It was a busy week. Anna kept reading through Humphrey series by Betty G. Birney and read a variety of shorter books. We also started listening to The Story of the World on CD, and she is begging me to buy a book. We might move for the time being from geography to history, since she seems to be very interested in some of the stories.
11 Experiments That Failed by Jenny Offill was recommended by Joyful Learner and was hugely popular with Anna who developed a very large funny bone lately. In fact, she was quoting entire pages from this book by heart to her father but reassured him that she won’t be trying these experiments herself. The story is greatly enhanced by clever illustrations of Nancy Carpenter. I’d say reading age is 5+ – younger kids might get some “creative” ideas from this book.
I got Looking at Lincoln by Maira Kalman because of its illustrations. Again, the story is more appropriate for school-age kids, but it could be a perfect read for Presidents’ Day – the book is a good cross between fiction and non-fiction and explains who Lincoln was, what he did and even how he died. There is an appendix in the end of the book for even older kids and their parents.
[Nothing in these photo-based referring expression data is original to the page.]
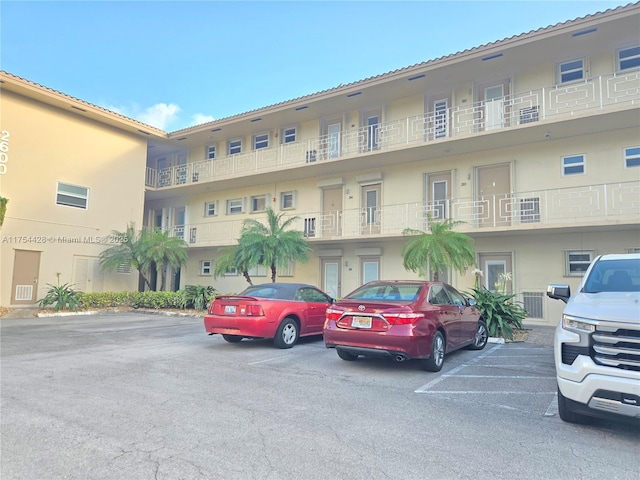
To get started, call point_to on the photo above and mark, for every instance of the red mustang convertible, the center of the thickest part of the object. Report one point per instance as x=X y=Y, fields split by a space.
x=282 y=311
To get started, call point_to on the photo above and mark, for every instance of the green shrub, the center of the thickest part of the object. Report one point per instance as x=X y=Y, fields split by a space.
x=106 y=299
x=501 y=313
x=62 y=297
x=197 y=296
x=151 y=299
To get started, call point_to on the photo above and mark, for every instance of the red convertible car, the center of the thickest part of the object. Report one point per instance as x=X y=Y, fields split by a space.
x=282 y=311
x=404 y=320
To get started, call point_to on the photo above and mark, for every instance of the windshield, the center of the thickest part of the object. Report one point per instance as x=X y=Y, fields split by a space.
x=614 y=276
x=387 y=292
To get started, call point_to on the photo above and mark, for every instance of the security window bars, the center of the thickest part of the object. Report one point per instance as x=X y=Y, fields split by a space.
x=629 y=58
x=72 y=196
x=573 y=165
x=632 y=157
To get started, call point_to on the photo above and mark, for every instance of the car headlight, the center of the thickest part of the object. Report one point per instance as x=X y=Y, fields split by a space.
x=577 y=324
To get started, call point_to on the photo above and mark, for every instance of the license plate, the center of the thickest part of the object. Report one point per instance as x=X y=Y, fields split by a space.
x=361 y=322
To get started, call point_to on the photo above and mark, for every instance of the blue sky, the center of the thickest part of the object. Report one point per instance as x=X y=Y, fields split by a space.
x=175 y=64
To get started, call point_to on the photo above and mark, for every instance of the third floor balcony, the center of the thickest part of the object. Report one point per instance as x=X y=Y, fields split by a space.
x=594 y=96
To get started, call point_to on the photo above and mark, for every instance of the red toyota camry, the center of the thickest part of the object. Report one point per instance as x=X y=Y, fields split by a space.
x=282 y=311
x=404 y=320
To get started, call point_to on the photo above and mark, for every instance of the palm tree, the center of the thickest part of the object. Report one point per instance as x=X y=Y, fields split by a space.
x=273 y=245
x=439 y=248
x=232 y=257
x=164 y=250
x=131 y=252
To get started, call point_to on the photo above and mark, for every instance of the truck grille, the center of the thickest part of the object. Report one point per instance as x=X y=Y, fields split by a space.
x=617 y=348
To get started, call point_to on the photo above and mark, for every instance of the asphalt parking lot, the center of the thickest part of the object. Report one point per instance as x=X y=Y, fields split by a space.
x=141 y=396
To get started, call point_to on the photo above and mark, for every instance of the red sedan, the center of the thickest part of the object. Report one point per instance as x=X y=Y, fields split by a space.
x=404 y=320
x=282 y=311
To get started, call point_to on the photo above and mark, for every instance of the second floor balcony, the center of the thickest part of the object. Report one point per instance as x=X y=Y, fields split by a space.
x=586 y=207
x=592 y=96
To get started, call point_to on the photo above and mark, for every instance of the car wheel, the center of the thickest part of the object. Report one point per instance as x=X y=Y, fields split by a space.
x=232 y=338
x=349 y=357
x=287 y=334
x=481 y=337
x=568 y=415
x=436 y=360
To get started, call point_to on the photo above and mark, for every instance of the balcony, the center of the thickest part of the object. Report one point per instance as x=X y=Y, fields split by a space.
x=585 y=206
x=595 y=95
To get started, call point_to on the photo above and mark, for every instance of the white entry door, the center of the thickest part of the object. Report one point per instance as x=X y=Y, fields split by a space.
x=494 y=107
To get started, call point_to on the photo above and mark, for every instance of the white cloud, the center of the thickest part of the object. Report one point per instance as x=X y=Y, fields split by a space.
x=200 y=118
x=159 y=115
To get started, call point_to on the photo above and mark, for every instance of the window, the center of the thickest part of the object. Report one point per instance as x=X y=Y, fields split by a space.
x=205 y=267
x=258 y=203
x=287 y=200
x=530 y=210
x=287 y=271
x=235 y=206
x=629 y=58
x=72 y=195
x=573 y=165
x=632 y=157
x=532 y=303
x=288 y=135
x=258 y=271
x=210 y=209
x=124 y=268
x=571 y=71
x=260 y=141
x=577 y=262
x=234 y=147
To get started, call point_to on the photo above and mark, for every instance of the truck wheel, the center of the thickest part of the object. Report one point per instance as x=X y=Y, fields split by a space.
x=568 y=415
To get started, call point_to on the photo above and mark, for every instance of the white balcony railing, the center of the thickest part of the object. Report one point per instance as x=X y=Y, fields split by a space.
x=559 y=101
x=615 y=203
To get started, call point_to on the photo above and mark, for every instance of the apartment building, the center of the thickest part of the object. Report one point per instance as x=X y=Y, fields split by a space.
x=73 y=173
x=533 y=142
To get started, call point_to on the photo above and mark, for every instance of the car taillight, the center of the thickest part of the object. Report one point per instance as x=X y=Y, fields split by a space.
x=333 y=314
x=254 y=311
x=403 y=318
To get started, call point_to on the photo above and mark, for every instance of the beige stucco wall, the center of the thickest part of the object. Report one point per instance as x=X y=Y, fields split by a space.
x=47 y=146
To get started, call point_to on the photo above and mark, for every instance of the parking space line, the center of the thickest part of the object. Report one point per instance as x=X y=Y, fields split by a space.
x=553 y=407
x=483 y=392
x=426 y=387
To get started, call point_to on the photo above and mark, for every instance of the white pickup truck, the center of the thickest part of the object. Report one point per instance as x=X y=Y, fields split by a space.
x=597 y=343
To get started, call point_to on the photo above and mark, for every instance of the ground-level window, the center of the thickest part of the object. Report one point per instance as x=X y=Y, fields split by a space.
x=205 y=267
x=72 y=195
x=370 y=269
x=577 y=261
x=632 y=157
Anna enjoyed the story and read it several times on her own.
We started listening to Story of the World on CD this week, and Anna was very fascinated by it. I brought home Archaeologists Dig for Clues which provides an excellent overview of what Archaeologists do including both field work and lab work. We read this book before, but now Anna is older and can appreciate the level of detail much better. I think we might follow up by reading about the most amazing archaeological discoveries, such as King Tut or Troy.
Our math book this week was Amanda Bean’s Amazing Dream – a book about multiplication. It makes an honest effort to explain the connection between multiplication and “fast counting" of sets, but somehow the story seemed boring and repetitive. Neither I or Anna cared much for it. We do like 2x2=Boo by Loreen Leedy that is more entertaining and tackles the same concept.